State Payroll Database
Inspired by my experience as a former state employee, I am interested in research questions related to the extent to which states offer compensation that is competitive with the private sector and how successful states are in retaining highly-skilled employees.
The map to the left shows the states shaded in blue from which I collected state employee payroll data.
While some states post payroll data on budget transparency websites, many require Freedom of Information Act requests made to the data custodians in order to receive the data.
For most states, the dataset includes a ten-year panel of payroll for individual employees of each agency, totaling about 36 million panel observations, which includes about 94% of all state employees in the United States.
Click here for a spreadsheet that shows the availability of years and variables by state. The spreadsheet will be updated as I receive new data from states. I am currently expanding the dataset to include the latest year available (generally, 2023 or 2024).
If you have a research idea for which the payroll data might be useful, I invite you to contact me by clicking the "Contact" link above. I am open to embarking on new research collaborations.
Example Uses in Research
In "Cost of Living Adjustments and Public Workforce Turnover," we are interested in whether annual cost of living adjustment (COLA) freezes as a budget balancing tactic explains turnover among affected state employees. We use annual changes in the total pay variable for full-time civil service employees to observe cases where a COLA freeze appears to occur. We then observe the turnover rate of employees in affected states and make comparisons to states that did not pursue a COLA freeze. This is a case where every agency in every state is used to calculate the rate of COLA increases and turnover rates.

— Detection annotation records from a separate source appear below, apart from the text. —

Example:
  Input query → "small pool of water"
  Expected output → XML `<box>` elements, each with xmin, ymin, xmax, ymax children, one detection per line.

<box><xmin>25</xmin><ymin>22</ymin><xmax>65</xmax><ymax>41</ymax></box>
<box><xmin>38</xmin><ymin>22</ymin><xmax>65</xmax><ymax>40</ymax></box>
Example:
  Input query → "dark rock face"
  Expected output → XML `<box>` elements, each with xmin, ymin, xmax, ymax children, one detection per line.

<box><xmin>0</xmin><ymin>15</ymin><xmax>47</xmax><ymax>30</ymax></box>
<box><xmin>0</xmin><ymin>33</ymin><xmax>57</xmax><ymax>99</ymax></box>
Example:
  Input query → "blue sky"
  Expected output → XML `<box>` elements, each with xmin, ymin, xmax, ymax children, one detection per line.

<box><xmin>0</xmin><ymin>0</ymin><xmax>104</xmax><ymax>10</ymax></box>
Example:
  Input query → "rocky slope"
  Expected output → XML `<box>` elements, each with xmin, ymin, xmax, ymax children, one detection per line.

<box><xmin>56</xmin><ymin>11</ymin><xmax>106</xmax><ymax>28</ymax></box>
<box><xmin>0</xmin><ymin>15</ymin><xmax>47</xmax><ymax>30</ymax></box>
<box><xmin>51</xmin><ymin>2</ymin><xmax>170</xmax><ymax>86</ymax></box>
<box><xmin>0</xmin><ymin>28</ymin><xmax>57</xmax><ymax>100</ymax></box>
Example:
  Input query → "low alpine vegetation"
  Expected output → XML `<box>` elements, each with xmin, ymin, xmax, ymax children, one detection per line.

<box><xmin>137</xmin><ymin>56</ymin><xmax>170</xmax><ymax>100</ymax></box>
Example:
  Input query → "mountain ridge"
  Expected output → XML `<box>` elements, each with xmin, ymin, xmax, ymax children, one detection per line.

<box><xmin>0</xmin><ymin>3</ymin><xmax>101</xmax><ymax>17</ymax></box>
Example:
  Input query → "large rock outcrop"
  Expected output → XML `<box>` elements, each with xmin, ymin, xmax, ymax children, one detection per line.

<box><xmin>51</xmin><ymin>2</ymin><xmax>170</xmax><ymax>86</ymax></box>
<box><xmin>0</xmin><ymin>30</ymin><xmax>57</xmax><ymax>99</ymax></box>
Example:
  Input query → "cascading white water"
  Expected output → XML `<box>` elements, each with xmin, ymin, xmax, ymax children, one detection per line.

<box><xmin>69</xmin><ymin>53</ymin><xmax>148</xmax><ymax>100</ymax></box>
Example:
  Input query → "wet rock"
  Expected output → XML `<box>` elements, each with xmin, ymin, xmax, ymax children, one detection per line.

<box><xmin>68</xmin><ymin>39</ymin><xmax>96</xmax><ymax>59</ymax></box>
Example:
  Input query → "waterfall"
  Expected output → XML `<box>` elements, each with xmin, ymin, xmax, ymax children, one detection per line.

The panel structure of the dataset is used to calculate turnover and retention rates used in "Organizational Memory and Snap Back Performance in Public Agencies." In states whose panels begin on or before 2012, I identify individuals employed in state health departments in 2020 with at least eight years of experience. The goal is to measure whether agencies with high retention rates of long-term employees were better able to develop strategies to vaccinate their adult populations for COVID-19, presuming long-term employees possess organizational memory from previous crises.